Langkah Mia mantap. Ia tahu, dunia yang akan ia masuki penuh permainan, intrik, dan kuasa. Tapi dia sudah siap.

Sangat siap.

Mia segera melangkah cepat menuju ruang kerjanya. Di perusahaan RIC Group, ia kini menjabat sebagai asisten pribadi CEO, menggantikan posisi sementara yang ditinggalkan oleh asisten utama Rico yang tengah cuti panjang.

Begitu memasuki lobi kantor, tatapan-tatapan sinis langsung menghujaninya. Pakaian sederhana yang ia kenakan tampak jauh dari kesan modis, dan riasan wajahnya yang polos justru mengundang cibiran dari beberapa karyawan yang berlalu lalang.

Namun Mia sama sekali tak menggubris semua itu. Fokusnya hanya satu: bekerja dengan baik dan membuktikan kemampuannya.

“Huft, akhirnya aku sampai tepat waktu,” desahnya pelan saat duduk di balik meja kerjanya. Ia membuka laptop, menarik napas dalam, lalu mulai bekerja dengan tekun.

“Aku akan mulai dari menyusun ulang jadwal pertemuan klien. Untuk rapat-rapat yang menurutku tidak krusial... ya, masuk daftar hitam saja,” gumamnya sambil mengetik cepat dan teliti, menyusun agenda baru untuk sang CEO.

Mia mengeluarkan buku agendanya dan mulai menyalin jadwal yang telah ia susun dari laptop ke dalam catatan manual. Baginya, mencatat secara tertulis memberi rasa kontrol dan keteraturan yang lebih baik.

Saat ia tengah serius mencatat, tiba-tiba pintu ruangan terbuka. Seorang pria tinggi, tampan dengan aura dominan masuk dengan langkah tergesa.

Rico.

Tatapannya langsung tertuju pada Mia yang duduk di mejanya. Ia tampak terkejut, bahkan sedikit kesal.

“Siapa kamu? Kenapa kamu ada di ruanganku?” tanyanya dengan nada curiga.

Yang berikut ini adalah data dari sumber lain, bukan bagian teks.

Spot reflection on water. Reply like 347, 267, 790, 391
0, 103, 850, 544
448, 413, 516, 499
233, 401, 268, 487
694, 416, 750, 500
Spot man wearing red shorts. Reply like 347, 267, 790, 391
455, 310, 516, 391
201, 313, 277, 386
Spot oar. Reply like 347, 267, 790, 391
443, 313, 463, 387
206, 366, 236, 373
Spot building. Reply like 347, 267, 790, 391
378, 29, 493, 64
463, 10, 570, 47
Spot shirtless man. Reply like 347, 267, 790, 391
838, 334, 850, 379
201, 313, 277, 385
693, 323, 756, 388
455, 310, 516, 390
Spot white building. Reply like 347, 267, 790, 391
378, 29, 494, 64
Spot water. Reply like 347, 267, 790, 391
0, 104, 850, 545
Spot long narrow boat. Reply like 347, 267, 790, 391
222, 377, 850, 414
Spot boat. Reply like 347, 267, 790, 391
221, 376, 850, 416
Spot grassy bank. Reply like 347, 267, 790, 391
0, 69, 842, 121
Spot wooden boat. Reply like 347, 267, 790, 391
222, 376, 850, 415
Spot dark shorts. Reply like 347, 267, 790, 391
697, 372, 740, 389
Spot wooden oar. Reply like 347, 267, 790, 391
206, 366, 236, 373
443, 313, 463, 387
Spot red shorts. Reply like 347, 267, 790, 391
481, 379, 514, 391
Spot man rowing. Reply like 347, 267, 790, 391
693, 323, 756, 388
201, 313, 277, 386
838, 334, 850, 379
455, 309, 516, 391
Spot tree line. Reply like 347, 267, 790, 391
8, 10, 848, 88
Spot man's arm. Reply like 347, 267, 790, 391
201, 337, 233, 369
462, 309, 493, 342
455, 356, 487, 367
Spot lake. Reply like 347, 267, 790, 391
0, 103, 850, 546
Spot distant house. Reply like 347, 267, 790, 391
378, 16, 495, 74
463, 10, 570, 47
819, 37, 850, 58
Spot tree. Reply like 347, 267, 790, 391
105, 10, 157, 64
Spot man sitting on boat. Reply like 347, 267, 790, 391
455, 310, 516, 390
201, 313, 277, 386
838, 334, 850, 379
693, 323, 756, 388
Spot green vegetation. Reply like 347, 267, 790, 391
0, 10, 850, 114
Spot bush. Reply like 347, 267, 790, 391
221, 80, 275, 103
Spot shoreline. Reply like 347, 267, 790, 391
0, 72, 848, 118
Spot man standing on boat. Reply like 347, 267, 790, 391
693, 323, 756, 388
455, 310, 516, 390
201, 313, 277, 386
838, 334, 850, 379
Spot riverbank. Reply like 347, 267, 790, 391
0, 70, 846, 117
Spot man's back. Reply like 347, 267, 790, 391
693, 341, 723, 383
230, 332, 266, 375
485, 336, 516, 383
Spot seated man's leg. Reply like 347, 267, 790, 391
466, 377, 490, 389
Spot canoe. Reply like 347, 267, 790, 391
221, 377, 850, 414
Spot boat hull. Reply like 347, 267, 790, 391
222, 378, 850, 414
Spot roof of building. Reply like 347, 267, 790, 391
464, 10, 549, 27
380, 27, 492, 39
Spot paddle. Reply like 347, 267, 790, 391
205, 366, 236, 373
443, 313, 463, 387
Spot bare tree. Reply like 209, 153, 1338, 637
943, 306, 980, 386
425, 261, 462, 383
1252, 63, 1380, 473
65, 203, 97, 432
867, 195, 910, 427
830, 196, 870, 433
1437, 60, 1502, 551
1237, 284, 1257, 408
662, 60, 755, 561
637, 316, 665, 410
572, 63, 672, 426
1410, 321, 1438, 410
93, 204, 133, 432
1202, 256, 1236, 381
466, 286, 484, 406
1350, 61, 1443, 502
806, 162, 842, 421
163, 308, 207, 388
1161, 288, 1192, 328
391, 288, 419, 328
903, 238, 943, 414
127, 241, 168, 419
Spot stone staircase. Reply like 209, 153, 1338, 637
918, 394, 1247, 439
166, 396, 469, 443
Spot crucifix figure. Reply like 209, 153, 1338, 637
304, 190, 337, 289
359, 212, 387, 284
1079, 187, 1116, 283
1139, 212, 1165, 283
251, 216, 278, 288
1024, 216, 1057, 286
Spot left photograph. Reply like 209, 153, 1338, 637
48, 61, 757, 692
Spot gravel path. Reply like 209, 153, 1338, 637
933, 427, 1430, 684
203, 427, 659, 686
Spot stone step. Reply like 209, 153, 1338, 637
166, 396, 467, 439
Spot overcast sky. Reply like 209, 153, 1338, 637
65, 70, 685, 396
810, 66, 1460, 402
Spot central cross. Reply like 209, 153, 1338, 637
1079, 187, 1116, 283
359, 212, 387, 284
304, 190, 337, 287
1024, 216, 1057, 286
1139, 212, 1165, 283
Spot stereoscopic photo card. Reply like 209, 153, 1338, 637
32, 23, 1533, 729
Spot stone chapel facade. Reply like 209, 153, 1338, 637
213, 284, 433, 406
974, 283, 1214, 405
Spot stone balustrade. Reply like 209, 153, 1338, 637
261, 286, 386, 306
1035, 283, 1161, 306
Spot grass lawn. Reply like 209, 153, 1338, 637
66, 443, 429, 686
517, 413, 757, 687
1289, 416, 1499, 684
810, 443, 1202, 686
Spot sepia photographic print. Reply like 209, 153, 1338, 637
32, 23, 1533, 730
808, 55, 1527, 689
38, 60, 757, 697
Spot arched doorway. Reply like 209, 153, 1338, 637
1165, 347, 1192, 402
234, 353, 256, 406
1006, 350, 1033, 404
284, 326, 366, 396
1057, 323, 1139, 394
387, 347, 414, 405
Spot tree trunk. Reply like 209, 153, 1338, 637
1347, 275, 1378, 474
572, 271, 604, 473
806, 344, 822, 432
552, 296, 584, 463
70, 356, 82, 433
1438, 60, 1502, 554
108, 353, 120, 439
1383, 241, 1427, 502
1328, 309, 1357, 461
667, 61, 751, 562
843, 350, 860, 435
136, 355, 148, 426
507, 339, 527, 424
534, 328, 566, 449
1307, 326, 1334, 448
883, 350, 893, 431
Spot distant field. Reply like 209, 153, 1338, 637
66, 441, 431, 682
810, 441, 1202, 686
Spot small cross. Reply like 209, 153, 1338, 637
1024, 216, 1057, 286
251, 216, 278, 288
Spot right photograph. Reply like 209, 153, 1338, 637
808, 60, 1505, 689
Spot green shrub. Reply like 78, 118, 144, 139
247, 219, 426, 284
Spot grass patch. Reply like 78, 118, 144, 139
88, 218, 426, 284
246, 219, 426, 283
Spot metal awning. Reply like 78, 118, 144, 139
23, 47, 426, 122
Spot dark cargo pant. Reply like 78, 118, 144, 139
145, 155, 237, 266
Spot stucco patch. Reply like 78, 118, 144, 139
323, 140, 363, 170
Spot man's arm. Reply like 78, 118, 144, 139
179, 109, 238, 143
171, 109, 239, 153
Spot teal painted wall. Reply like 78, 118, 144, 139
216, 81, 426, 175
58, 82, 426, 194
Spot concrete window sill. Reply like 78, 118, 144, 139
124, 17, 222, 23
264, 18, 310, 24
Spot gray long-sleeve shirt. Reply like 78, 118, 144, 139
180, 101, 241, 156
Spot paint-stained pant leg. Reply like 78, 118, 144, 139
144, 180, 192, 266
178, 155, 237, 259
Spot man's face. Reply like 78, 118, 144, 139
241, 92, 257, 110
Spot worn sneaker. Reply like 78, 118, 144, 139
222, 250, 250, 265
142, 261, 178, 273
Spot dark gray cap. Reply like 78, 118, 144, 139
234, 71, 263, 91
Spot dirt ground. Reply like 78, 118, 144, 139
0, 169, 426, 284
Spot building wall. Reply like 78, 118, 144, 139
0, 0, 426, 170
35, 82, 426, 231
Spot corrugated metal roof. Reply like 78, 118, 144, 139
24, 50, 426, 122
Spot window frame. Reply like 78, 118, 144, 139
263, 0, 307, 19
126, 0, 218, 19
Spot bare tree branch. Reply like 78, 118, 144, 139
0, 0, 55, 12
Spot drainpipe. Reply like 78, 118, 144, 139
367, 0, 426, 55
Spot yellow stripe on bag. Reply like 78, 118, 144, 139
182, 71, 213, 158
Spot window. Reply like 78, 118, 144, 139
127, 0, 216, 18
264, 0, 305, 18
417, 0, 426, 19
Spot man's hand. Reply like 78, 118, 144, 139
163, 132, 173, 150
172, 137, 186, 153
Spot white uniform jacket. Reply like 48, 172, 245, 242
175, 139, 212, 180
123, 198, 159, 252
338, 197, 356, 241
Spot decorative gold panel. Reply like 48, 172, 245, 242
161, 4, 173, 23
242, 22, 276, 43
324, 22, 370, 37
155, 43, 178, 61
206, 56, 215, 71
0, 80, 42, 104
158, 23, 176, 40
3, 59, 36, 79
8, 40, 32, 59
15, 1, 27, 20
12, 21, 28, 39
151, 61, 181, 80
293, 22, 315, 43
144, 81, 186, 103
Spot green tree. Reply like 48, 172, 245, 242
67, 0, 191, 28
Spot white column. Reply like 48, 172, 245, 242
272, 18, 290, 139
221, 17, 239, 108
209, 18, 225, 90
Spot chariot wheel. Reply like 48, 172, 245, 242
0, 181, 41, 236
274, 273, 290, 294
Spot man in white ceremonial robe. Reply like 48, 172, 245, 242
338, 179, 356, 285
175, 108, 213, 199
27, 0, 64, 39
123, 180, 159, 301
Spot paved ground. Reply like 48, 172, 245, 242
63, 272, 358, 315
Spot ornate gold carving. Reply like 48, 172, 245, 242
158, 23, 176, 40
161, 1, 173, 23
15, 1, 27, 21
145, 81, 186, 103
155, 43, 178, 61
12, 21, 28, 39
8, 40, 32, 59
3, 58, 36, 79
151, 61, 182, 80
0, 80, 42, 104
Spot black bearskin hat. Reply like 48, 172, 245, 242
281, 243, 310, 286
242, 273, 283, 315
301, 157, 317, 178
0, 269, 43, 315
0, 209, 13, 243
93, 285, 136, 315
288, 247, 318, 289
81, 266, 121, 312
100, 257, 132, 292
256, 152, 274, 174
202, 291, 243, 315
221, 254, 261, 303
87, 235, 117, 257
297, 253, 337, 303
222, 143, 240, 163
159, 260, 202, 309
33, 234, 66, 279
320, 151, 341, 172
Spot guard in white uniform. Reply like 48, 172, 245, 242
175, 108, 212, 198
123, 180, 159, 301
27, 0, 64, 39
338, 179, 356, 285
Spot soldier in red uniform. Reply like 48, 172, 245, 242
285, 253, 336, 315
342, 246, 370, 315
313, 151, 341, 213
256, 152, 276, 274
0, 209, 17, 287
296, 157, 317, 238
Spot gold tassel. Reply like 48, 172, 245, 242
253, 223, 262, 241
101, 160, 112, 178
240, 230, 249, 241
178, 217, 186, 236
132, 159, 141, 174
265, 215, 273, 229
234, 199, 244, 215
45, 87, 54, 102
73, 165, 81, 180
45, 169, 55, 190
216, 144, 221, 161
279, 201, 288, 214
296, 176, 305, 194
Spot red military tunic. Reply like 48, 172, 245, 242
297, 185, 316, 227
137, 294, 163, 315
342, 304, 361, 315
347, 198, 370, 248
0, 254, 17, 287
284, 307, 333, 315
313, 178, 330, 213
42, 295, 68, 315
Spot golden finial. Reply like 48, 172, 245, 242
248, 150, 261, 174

“Sa—” Mia hendak menjelaskan, namun belum sempat kata-katanya selesai, suara dering ponsel memotong percakapan mereka.

Rico melirik layar dan segera menjawab panggilan itu. Ekspresinya langsung berubah serius, lalu gelap.

Mia hanya bisa menatap sekilas, namun cepat-cepat kembali fokus ke agendanya. Ia tahu tempatnya bukan ikut campur dalam urusan pribadi atasannya—apalagi saat Rico terlihat sedang berbicara dengan nada yang semakin tinggi.

“Aku nggak peduli dengan alasanmu! Dasar bocah tengik! Lebih baik kamu turuti semua kemauanku. Kalau tidak, jangan pernah bermimpi jadi ahli waris keluarga Biromo!” terdengar suara pria tua yang marah-marah dari seberang telepon, cukup lantang hingga sampai ke telinga Mia.

Rico mengepalkan tangannya. Rahangnya mengeras, menahan emosi yang nyaris meledak.

“Baiklah... Kali ini aku akan menuruti kemauanmu,” jawabnya lirih namun tegas, menutup pembicaraan itu dengan nada getir.

Mia pura-pura tidak mendengar. Ia melanjutkan pekerjaannya dengan tenang dan tekun. Ia bukan tipe yang suka menunda.

Baginya, menyelesaikan tugas dengan cepat, tepat, dan sempurna adalah prinsip yang tak bisa ditawar—bahkan ketika drama keluarga sedang terjadi di sekitarnya.

Setelah perdebatan panas di telepon, Rico mengakhiri percakapannya dengan cepat. Ia melempar ponselnya ke atas meja dengan gerakan frustrasi. Ruangan itu kini sunyi.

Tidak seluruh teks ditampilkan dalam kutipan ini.